YouTube Starts Showing Ads with Videos
It's fairly safe to say that we all knew this day was coming. Google, the owner of YouTube, has decided to combine ads with videos it shows on the video-sharing site. After all, Google spent $1.65 billion on YouTube -- I guess it's time to start making a little of that investment back for the shareholders.
But I give the Google folks full marks for creativity -- they may have finally figured out a way to get people to watch ads on the 'Net. Just as long as it doesn't interfere with the old Monty Python skits I'm watching or the latest Obama Girl video.
The Los Angeles Times explains it this way: "Fifteen seconds into a music video for the band Madina Lake, an animated pink doughnut rolls along the bottom portion of the video with Homer Simpson in hot pursuit.
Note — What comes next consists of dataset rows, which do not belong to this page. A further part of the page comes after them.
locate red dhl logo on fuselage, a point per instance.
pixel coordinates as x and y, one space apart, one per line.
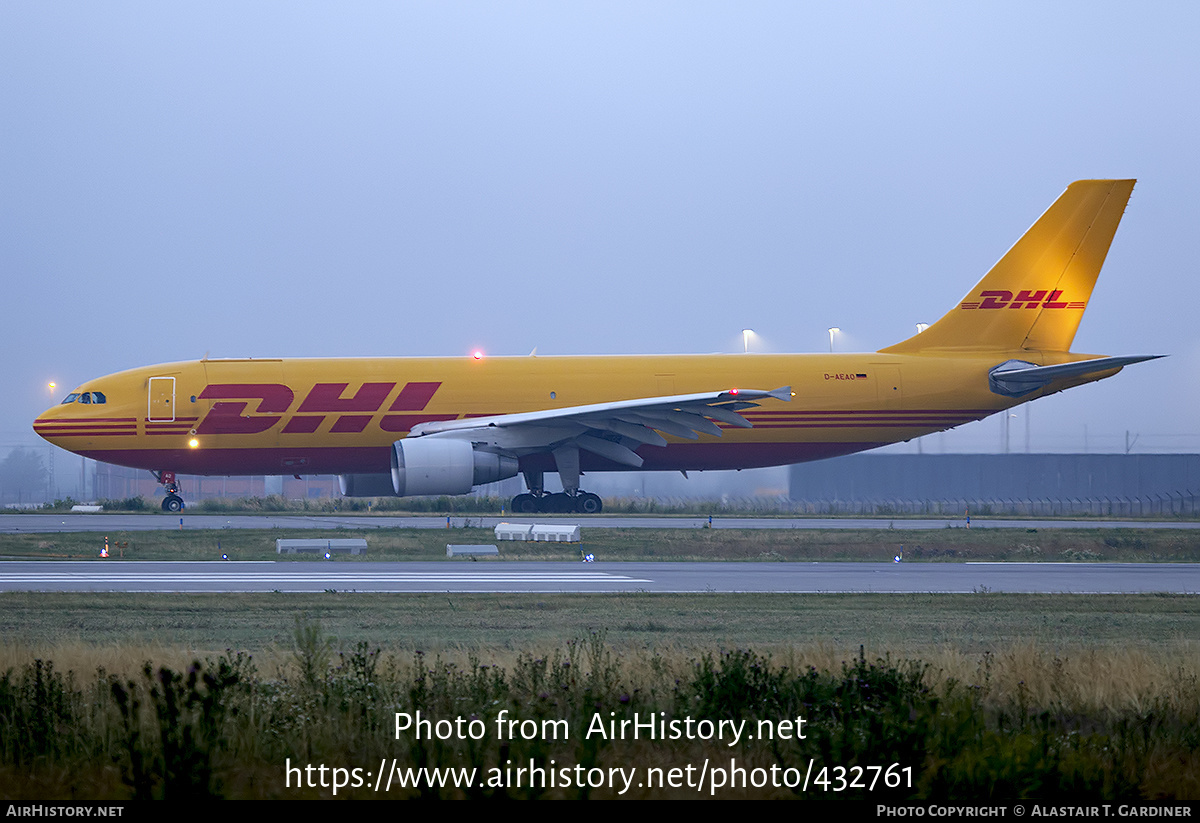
274 400
1024 299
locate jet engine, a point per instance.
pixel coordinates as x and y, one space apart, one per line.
431 466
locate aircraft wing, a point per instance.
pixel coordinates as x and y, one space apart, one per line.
610 430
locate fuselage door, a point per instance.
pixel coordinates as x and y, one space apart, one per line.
161 402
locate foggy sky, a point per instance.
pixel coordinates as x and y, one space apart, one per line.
282 179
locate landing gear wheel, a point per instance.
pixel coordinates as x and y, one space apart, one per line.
588 504
525 504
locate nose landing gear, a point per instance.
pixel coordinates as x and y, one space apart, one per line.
173 502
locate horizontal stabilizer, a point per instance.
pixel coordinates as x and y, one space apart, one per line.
1015 378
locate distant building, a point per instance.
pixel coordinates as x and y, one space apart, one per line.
1131 485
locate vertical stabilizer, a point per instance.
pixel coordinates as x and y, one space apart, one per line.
1035 296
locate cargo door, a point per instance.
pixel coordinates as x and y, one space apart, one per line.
161 401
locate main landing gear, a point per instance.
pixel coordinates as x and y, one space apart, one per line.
585 503
173 502
569 500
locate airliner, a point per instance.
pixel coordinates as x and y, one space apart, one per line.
432 426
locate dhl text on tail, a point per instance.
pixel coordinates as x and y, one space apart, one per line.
442 425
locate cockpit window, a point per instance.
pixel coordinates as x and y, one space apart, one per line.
85 397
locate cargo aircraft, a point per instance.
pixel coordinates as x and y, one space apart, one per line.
405 426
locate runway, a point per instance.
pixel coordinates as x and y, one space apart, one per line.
577 577
40 523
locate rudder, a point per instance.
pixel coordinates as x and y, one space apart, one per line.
1035 296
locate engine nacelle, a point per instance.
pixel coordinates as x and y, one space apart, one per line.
437 466
431 467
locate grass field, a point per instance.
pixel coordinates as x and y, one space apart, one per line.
988 695
1129 545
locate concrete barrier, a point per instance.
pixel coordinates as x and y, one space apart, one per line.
321 546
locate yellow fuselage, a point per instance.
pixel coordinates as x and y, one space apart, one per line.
342 415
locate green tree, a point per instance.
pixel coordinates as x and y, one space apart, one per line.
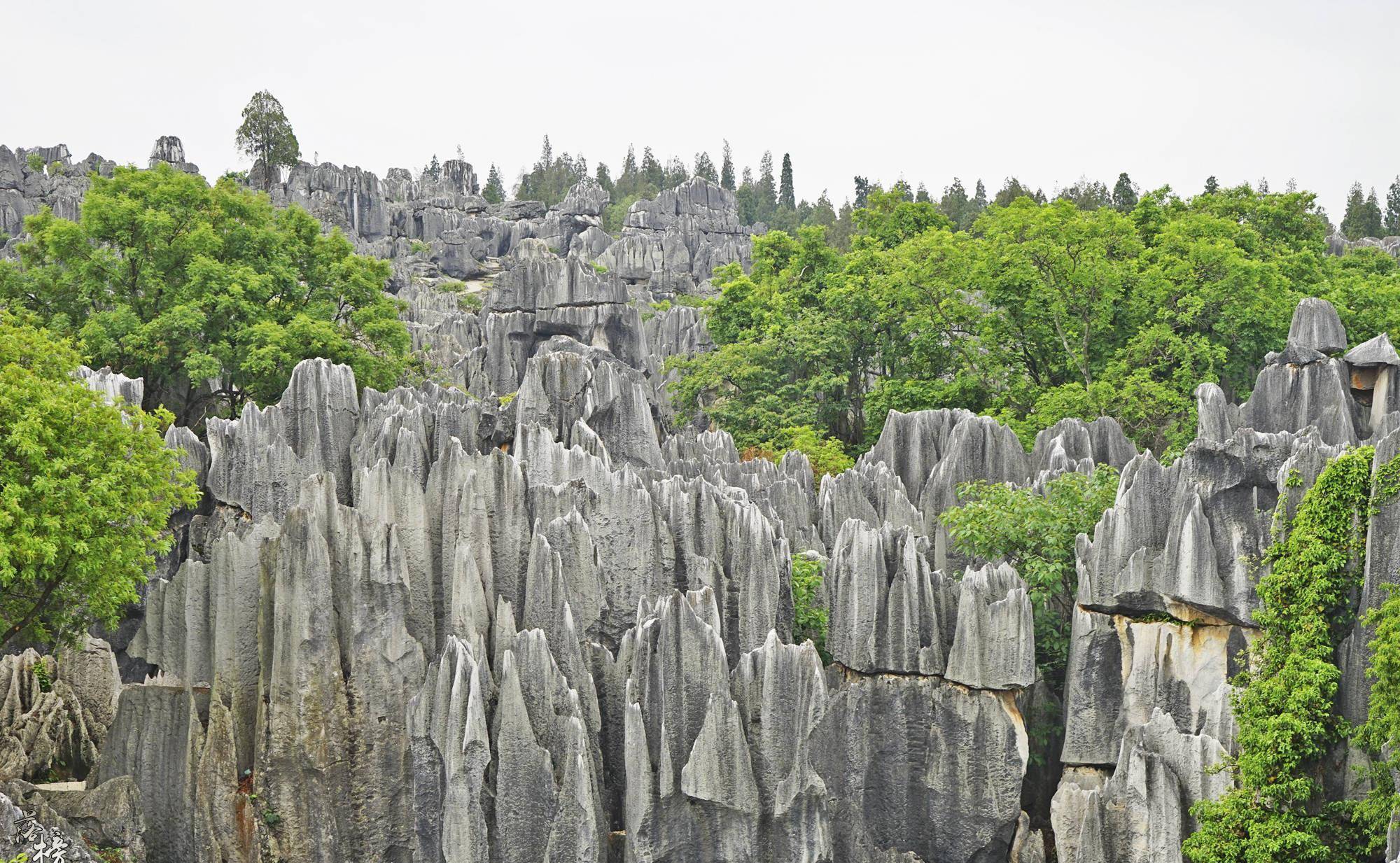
786 194
495 191
1392 220
1013 190
86 489
208 293
1286 703
727 169
1125 194
1035 531
1373 223
267 135
1354 220
652 170
705 167
863 188
810 615
766 191
604 177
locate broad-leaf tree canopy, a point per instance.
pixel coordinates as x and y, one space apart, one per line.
86 489
208 293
Viewers can click on Homer to watch a trailer for 'The Simpsons Movie' while the video they originally chose is paused. If they don't click on the ad, it disappears after 10 seconds."
The ads are called "transparent" and use a Flash-based overlay. And if you don't like 'em, you don't have to wait until they disappear -- you can click to kill them right away. (The Times piece says Google executives claim their test runs show people watch the entire ads 75 percent of the time.)
I see this creating a whole new kind of ad -- the five-second ad, designed to get the message across before the viewer can hit the cancel button. Talk about our shrinking attention span.